Some of the key findings from Equilar’s survey include:

  • The median CEO pay ratio was 140:1 and the average was 241:1. At the 25th percentile, the ratio was 72:1, while, at the 75th percentile, the ratio was 246:1. Median employee compensation for all companies in the survey was $60,000.
  • Unsurprisingly, pay ratio was highly correlated with company revenues, with the median pay ratio at 47:1 for companies with revenues below $1 billion, 103:1 for companies with revenues in the $1 billion to $5 billion range, 160:1 for companies with revenues in the $5 billion to $10 billion range and 263:1 for companies with revenues above $15 billion.
  • Number of employees was also a determining factor. Companies with the over 43,000 employees had the highest median ratio of 318:1, while companies with fewer than 2,310 employees had a median ratio of 45:1. One possible explanation for the correlation between large workforces and higher ratios may be that those large workforces include larger components of low-paid overseas workers or perhaps larger numbers of part-time or seasonal workers (whose pay must be included, but may not be adjusted to provide full-time equivalents).  In between, companies with employees in the range of 2,310 to 7,070 had a median ratio of 90:1, companies with 7,070 to 15,700 employees had a median ratio of 143:1, and companies with 15,700 to 43,000 employees had a median ratio of 200:1.
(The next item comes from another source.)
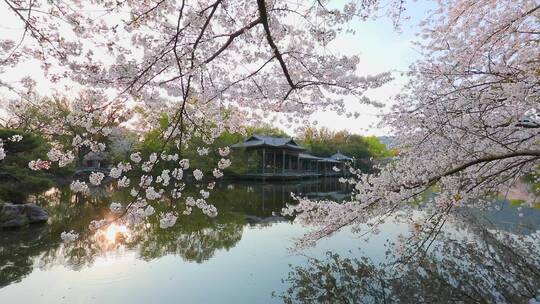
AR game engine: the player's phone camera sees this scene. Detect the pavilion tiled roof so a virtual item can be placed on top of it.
[330,151,353,161]
[231,135,305,150]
  • Industry sector was a crucial driver, given the enormous swings in worker pay levels across industries. For example,  “consumer discretionary” companies, including retail and hospitality, which often employ many low-wage hourly workers, reported the highest median ratio at 350:1. Within that category, the WSJ reports, retailers, which reported the lowest median pay (just over $13,000 ) had the highest high pay ratio at 669:1, reflecting the prevalence in the industry of part-time and seasonal employees and low hourly wages.  The lowest median ratio was in the energy sector at 72:1, where there are many high-paying jobs for engineers and workers on oil rigs. Respondents in the IT industry reported a median pay ratio of 110:1 and, as reported by the WSJ, the median pay ratio for tech hardware and equipment was 125:1 and for software and services was 115:1. Utilities (78:1) and telecom (92:1) also had relatively low median ratios, while consumer staples (236:1), healthcare (150:1) and financials (150:1) were at the higher end.  Materials (141:1), industrials (140:1) and real estate (115:1) held the middle.
  • Market cap also played a fundamental role. According to the WSJ, companies with market caps of less than $700 million had a median pay ratio of 45:1, while companies with market caps in the range of $25 billion to $85 billion reported a median pay ratio of 258:1, presumably reflecting much higher CEO pay. (Interestingly, the ratio declined to 243:1 for companies with market caps over $85 billion.)
  • Headquarters geography likewise played a part, with the lowest median ratio in the Pacific U.S. (113:1), perhaps reflecting the concentration of high-tech companies and high cost of living (I can vouch for that). The highest median ratio was reported for the Southeastern U.S. at 153:1. The median pay ratio for the Northeast U.S. was 145:1, the Midwest was 149:1, and the Southwest was 120:1.  Outside the U.S., the median ratios were lowest for Canada (74:1) and higher in Europe (275:1) and the Caribbean (214:1).
  • In terms of selection of the consistently applied compensation measure (CACM) used to determine the median employee, 46.4% respondents said that they used a component of employee cash compensation to determine the median employee, 21.4% used W-2 income, 19.7% used “total rewards,” including total direct compensation (cash, stock and options). One in eight respondents used “other” methodologies.